The heart and the mind are intricately connected by nerves and hormones. When one is stressed or unhappy, stress hormones such as adrenaline and steroid cortisol are released. These stimulate the heart and other systems (preparing to fight-or-flight) and destabilise the normally silent cholesterol collections in the artery wall, leading to a heart attack.
Q5: Do men or women at a higher risk of getting heart disease?
Men have a higher risk of developing heart artery disease throughout their lives; women are relatively protected by their hormones until menopause, after which their risk increases rapidly. Other heart diseases follow different gender patterns depending on the specific disease.
Q6: How to prevent heart disease?
The classical risk factors for heart disease are:
Age, genetics, smoking, diabetes, high cholesterol, high blood pressure. The last three can be treated – we call them “modifiable”. Increasing age and a tendency to get heart disease at a young age in close blood relatives should inform the vigour with which doctors search for and treat the modifiable risk factors.
Generally a moderate lifestyle in terms of diet, exercise, sleep and emotional stimulation minimises the risk of heart disease, though this is a crude way to find those who are likely to have hidden heart problems. A thoughtful doctor would tease out unusual risk factors that put a patient at high risk and initiate appropriate mitigating measures.
Q7: What are the differences between Cardiac Stress Test and CT Heart Scan?
We are born with a lot of excess reserve heart function that we do not need when seated quietly. A stress test looks at how much reserve your heart has when put under increased demand such as running up a slope. Sometimes if there is a hidden problem, this type of test will be able to flag it out for deeper investigation.
A CT heart scan looks at the structure of the heart arteries and defines if there are any calcified cholesterol deposits in the artery wall, which, if mild or moderate in severity, might not show up on a stress test.
There are pros and cons for each test, though generally stress tests are done in health checks as they are relatively easy to perform – they are good at picking up critical arterial narrowings; CT scans involve some radiation but gives a better estimate of the general amount of cholesterol and calcium build-up in the artery walls, even if they are not causing severe narrowing.
Q8: Other than Cardiac Stress Test and CT Heart Scan, how many types of heart checkups I can choose for?
There are multiple heart tests available – MRI, stress treadmill, stress echocardiogram, myocardial perfusion, ECG etc.
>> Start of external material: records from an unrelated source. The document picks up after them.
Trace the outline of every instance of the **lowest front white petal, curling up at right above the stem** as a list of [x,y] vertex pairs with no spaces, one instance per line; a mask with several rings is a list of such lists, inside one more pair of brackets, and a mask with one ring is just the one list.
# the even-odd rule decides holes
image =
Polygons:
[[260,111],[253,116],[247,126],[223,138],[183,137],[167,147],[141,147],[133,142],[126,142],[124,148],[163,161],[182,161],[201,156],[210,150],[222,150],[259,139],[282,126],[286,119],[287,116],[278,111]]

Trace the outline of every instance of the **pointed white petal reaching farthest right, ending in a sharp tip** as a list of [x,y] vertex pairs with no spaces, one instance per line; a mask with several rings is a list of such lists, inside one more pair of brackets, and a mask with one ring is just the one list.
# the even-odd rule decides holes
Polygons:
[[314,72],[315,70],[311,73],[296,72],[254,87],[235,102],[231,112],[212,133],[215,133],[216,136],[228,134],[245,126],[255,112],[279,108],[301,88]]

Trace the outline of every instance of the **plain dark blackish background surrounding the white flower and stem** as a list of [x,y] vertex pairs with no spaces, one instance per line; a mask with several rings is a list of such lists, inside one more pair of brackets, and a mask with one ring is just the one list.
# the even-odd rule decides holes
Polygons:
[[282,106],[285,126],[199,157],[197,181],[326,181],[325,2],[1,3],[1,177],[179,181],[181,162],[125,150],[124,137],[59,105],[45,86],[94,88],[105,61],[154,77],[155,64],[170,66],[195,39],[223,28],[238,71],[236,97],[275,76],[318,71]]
The personalised, appropriate tests are selected by your doctor according to your symptoms to diagnose the source of the problem.
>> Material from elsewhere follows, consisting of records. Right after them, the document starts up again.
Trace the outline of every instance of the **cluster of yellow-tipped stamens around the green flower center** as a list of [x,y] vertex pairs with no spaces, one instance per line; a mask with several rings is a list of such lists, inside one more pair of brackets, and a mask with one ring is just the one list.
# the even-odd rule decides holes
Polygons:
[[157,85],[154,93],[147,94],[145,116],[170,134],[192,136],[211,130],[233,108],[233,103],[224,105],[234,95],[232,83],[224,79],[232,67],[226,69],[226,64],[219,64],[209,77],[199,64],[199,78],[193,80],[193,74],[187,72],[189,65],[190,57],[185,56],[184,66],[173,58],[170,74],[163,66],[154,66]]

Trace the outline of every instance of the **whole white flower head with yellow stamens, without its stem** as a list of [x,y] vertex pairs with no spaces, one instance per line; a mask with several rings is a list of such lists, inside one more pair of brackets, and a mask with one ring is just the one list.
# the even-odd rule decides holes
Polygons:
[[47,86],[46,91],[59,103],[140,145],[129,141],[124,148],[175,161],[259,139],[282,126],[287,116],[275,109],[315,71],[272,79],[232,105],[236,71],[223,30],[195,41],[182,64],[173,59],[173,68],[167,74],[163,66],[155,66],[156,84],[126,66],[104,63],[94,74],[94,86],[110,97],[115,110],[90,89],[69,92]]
Q9: Do I need to do the checkup if I am young and fit?
Surprisingly, “fit” people can have hidden problems. People who do lots of sport are used to working through pain and discomfort, and their bodies are highly adapted to intermittent stress situations during sport. This can mask any early signs of heart disease.
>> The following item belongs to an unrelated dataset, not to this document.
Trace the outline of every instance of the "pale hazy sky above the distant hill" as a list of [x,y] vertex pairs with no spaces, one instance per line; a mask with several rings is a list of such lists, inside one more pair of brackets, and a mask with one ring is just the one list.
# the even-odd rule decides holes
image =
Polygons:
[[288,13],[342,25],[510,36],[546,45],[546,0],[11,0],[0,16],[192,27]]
At what age does one start doing heart screenings for the heart? It depends on baseline risk such as any inherited heart problems, the presence of any of the “risk factors” I mentioned before and any symptoms. Generally I would recommend “pre-participation screening” for seemingly young and fit people who want to do high intensity sports and competitions. Otherwise 40 years old is a reasonable age landmark at which one should start doing heart checkups.
Q10: Can heart disease be completely cured?
Heart disease is a degenerative process. The question is how early or how quickly the degeneration happens. Modern minimally invasive operations and medications are amazing – most heart diseases can be repaired very effectively now.